So you’ve lost your lead actor because he started buggering young boys in the early 80s and never stopped. What do?

Apparently you keep calm and Robin on.

When Kevin Spacey became the first high-profile celebrity caught up in the maelstrom of #metoo — right in the middle of filming House of Cards season six — Netflix did not hesitate to fire his fucking ass.

It was really their only move — action is taken, confidence is restored, the show is renewed. And Netflix was surprisingly out in front of the rest of the industry in disavowing Kevin Spacey and literally erasing him from cinematic history.

So it’s possible Netflix acted quickly enough to inoculated House Of Cards against the stomach-turning revulsion that one would expect as the natural audience reaction to anything Spacey. Making Robin Wright the focus of this final season is also especially shrewd considering the absolutely despicable behavior demonstrated by certain men against women in Hollywood. Netflix clearly makes much better PR decisions than programming choices.
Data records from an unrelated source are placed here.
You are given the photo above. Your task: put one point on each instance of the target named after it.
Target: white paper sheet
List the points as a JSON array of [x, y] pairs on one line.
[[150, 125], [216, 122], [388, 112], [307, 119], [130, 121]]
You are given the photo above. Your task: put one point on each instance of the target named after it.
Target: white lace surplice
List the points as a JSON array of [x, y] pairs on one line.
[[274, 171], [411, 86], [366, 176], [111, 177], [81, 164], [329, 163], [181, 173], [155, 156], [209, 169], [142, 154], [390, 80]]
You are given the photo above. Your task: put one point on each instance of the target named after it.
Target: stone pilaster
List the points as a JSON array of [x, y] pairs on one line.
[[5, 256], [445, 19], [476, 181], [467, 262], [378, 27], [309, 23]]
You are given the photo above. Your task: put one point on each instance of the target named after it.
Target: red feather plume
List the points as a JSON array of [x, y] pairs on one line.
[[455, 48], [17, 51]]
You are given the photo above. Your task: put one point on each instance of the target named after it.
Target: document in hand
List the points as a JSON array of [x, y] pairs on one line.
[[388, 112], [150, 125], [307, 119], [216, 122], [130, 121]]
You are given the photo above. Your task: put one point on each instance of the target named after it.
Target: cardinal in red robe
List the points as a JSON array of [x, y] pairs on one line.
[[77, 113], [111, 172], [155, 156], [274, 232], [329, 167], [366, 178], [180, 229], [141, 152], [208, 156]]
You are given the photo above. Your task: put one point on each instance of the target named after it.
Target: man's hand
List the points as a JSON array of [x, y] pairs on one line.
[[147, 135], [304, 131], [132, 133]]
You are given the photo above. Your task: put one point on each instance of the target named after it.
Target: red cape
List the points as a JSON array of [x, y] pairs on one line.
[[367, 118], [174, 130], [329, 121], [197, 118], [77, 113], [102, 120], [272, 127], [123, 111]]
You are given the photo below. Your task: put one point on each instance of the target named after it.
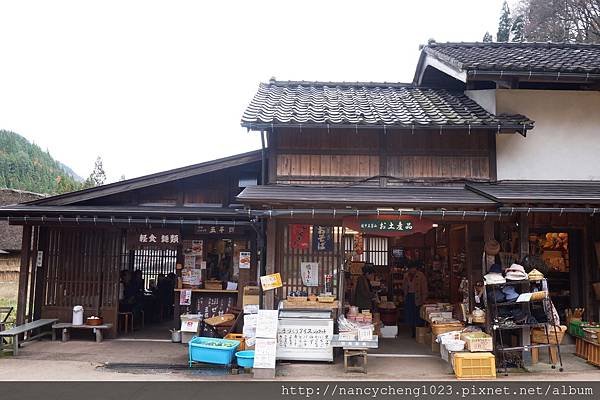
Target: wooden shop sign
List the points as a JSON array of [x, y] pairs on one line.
[[388, 225], [153, 238]]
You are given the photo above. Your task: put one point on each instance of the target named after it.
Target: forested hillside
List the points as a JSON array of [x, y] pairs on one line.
[[25, 166]]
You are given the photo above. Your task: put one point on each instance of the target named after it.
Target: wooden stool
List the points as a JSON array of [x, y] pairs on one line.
[[127, 318], [355, 355], [535, 355]]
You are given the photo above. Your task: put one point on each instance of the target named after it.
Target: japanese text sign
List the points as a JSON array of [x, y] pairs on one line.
[[269, 282], [158, 238]]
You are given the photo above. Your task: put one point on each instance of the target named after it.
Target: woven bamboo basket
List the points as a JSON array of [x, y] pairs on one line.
[[438, 329]]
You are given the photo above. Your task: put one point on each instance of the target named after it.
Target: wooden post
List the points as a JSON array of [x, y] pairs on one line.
[[523, 235], [40, 274], [24, 274], [269, 297], [488, 234], [524, 251], [32, 280]]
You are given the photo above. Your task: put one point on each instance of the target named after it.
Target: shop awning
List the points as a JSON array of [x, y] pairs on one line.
[[538, 192], [23, 213], [404, 196]]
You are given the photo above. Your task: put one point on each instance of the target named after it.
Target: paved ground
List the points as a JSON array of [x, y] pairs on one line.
[[135, 358]]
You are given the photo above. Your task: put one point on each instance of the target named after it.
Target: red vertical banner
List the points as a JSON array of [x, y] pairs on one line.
[[299, 236], [358, 243]]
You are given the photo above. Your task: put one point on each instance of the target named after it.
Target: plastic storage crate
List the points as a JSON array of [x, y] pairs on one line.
[[581, 348], [212, 351], [245, 359], [474, 365], [593, 355]]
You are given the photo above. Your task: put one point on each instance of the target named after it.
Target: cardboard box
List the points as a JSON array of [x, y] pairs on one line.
[[427, 338], [421, 334], [389, 331]]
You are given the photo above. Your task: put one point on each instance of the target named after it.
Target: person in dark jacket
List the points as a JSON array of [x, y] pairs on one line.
[[363, 294]]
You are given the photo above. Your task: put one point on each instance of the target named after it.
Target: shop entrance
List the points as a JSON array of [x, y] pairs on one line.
[[440, 254]]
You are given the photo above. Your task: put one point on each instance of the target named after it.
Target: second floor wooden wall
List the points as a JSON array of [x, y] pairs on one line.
[[319, 156]]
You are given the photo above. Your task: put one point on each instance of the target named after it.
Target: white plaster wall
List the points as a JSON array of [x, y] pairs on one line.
[[565, 143]]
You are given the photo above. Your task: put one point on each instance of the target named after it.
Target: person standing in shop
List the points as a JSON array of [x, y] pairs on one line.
[[415, 293], [363, 294]]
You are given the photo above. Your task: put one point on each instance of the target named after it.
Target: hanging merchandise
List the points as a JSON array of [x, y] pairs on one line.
[[322, 238], [299, 236]]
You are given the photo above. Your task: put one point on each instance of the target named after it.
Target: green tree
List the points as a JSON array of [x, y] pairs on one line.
[[504, 24], [25, 166], [98, 176], [517, 30]]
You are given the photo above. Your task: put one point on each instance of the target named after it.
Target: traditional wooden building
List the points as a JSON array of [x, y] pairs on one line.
[[349, 157], [432, 170], [76, 245]]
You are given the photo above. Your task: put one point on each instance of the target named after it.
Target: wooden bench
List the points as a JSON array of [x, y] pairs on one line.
[[65, 326], [25, 328]]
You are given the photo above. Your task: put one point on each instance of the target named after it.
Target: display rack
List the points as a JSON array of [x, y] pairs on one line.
[[495, 328]]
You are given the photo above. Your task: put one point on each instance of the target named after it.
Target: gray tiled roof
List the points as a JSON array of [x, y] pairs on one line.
[[409, 195], [369, 105], [535, 57], [550, 192]]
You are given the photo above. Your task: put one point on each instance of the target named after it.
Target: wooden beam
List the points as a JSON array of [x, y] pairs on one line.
[[24, 274]]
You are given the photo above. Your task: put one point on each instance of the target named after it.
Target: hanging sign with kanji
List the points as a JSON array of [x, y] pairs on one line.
[[219, 230], [388, 225], [153, 238], [299, 236], [322, 238]]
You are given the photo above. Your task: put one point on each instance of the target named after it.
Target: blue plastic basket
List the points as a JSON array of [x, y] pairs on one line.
[[201, 351], [245, 358]]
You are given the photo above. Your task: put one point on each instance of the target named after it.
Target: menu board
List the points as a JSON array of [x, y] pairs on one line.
[[265, 350], [266, 324], [211, 306], [305, 337]]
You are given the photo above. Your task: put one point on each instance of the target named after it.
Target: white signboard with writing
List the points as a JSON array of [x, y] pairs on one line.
[[266, 324], [310, 273]]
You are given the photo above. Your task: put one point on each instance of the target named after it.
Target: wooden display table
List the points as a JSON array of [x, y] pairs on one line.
[[65, 326], [355, 349], [310, 304]]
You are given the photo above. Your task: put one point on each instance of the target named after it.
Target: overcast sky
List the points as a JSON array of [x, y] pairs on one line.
[[154, 85]]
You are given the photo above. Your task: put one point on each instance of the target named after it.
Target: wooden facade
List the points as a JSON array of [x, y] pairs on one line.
[[338, 156], [80, 263]]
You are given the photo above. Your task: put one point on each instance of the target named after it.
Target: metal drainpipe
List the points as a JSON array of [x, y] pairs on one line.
[[262, 240]]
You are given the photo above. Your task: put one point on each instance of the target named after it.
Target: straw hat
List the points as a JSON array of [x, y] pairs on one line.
[[493, 279], [492, 247], [516, 272], [535, 275]]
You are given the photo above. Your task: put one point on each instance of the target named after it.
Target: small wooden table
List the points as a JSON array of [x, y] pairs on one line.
[[355, 349], [65, 326]]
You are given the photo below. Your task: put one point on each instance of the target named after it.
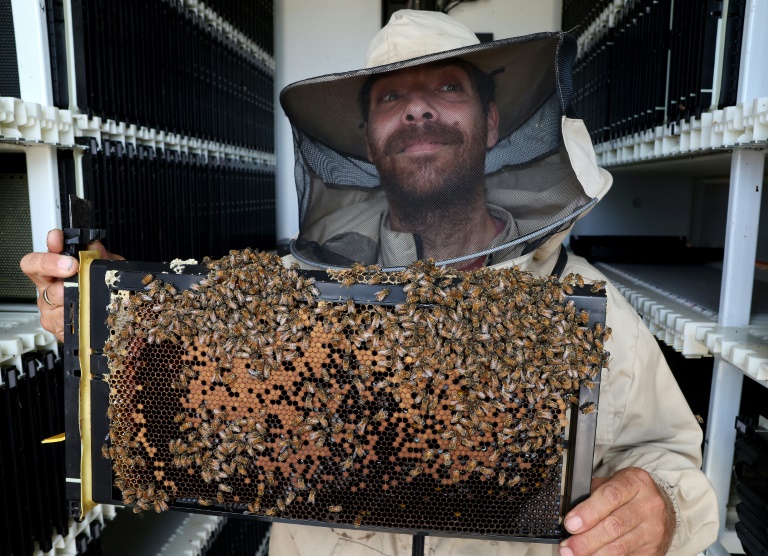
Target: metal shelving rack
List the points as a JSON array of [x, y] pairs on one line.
[[32, 125], [729, 332]]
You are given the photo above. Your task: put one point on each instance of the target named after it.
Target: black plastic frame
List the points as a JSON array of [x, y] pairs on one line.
[[577, 472]]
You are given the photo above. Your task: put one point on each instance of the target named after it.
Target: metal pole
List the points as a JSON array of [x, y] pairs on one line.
[[746, 187]]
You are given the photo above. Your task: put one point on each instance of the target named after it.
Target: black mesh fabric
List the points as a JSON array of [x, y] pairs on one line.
[[423, 135]]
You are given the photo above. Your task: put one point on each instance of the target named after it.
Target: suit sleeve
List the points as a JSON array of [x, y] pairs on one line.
[[644, 421]]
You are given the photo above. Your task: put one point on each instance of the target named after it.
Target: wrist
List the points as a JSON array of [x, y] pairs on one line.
[[672, 518]]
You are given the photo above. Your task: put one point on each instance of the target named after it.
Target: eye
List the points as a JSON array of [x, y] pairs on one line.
[[389, 97]]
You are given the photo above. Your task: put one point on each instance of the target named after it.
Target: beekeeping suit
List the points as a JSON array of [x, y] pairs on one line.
[[539, 176]]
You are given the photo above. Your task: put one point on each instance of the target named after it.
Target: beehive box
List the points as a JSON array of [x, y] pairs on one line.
[[423, 401]]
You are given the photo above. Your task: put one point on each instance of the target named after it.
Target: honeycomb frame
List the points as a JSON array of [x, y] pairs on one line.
[[559, 494]]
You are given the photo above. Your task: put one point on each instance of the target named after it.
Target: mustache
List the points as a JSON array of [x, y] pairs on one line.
[[430, 131]]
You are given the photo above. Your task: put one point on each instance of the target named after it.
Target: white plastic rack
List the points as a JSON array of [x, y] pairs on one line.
[[29, 123], [730, 329], [20, 333], [671, 318], [744, 125], [692, 329]]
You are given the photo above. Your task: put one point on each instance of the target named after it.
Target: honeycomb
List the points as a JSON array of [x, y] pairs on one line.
[[445, 413]]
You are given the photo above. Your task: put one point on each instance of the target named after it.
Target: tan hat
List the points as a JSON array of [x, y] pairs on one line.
[[525, 68]]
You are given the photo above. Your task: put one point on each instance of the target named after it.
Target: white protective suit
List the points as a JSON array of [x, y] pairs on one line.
[[543, 174]]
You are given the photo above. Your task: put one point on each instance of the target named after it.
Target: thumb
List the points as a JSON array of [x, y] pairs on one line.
[[98, 246]]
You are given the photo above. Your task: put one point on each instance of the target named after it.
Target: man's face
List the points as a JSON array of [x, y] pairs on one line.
[[427, 134]]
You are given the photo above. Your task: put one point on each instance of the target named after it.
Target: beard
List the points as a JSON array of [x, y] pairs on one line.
[[429, 188]]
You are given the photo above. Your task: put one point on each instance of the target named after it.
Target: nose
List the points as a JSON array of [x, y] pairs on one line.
[[419, 109]]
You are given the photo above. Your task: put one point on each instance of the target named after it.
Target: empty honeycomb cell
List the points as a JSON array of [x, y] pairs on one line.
[[444, 413]]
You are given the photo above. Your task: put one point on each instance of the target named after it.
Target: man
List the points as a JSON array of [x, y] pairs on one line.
[[417, 157]]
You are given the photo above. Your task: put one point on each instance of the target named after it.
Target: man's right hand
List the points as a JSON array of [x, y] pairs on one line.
[[47, 271]]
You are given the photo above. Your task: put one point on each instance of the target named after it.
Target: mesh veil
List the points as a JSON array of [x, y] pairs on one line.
[[415, 178]]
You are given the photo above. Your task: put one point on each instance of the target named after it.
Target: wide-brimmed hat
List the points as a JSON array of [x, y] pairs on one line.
[[525, 70]]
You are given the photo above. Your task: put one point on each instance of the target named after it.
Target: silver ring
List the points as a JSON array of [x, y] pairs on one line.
[[45, 297]]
But does anyone care at this point?

Major Season 2 Spoilers Ahead Skip To Trailer

House Of Cards was a great premise and the first season unfolded as a cynical, clever tweak of those earnest political dramas like The West Wing that came to be much more about political signaling than telling good stories. It was driven by unique, interesting characters whose motivation came strictly from their own ambitions and whose actions were grounded — restricted? — by their station in life.

Then came season two episode one and House of Cards became the first show to add to the new shameful entry in the lexicon next to “Jump The Shark”  when then Vice President Underwood puts on a trenchcoat, some problem glasses and a fedora in order to “Push The Reporter” in front of an oncoming train.

Since then other shows like The Walking Dead (“Hid Under The Dumpster”) and Homeland (“Pull The Nipples”) have contributed their own phrases to the language that all essentially mean “The creativity and spark is gone from this show and it’s on auto-pilot.”

“Push The Reporter” was an unbelievable, coincidental twist that would become the hallmark of House Of Cards for remaining 3 seasons. People double-cross and triple-cross each other, career politicians murdered close friends and colleagues with impunity, someone shows up with a Mystery Box photo, recording or will that turns out to be destroyed, lost or fake, characters changed their motived to serve the plot, etc, etc, etc. A whole lot of unnatural drama got created just to keep people watching.

Did people keep watching? I have no idea, I stopped halfway through season four.

So, is there any chance that a season six of House Of Cards will be able to redeem itself now that another fictionally “First Female President” has her finger on the button?

Take a look and tell us what you think:

Wait… wut? “We’re just getting started”?

No, you’re done, House Of Cards. Shut up! Shut up! Clean up, go home!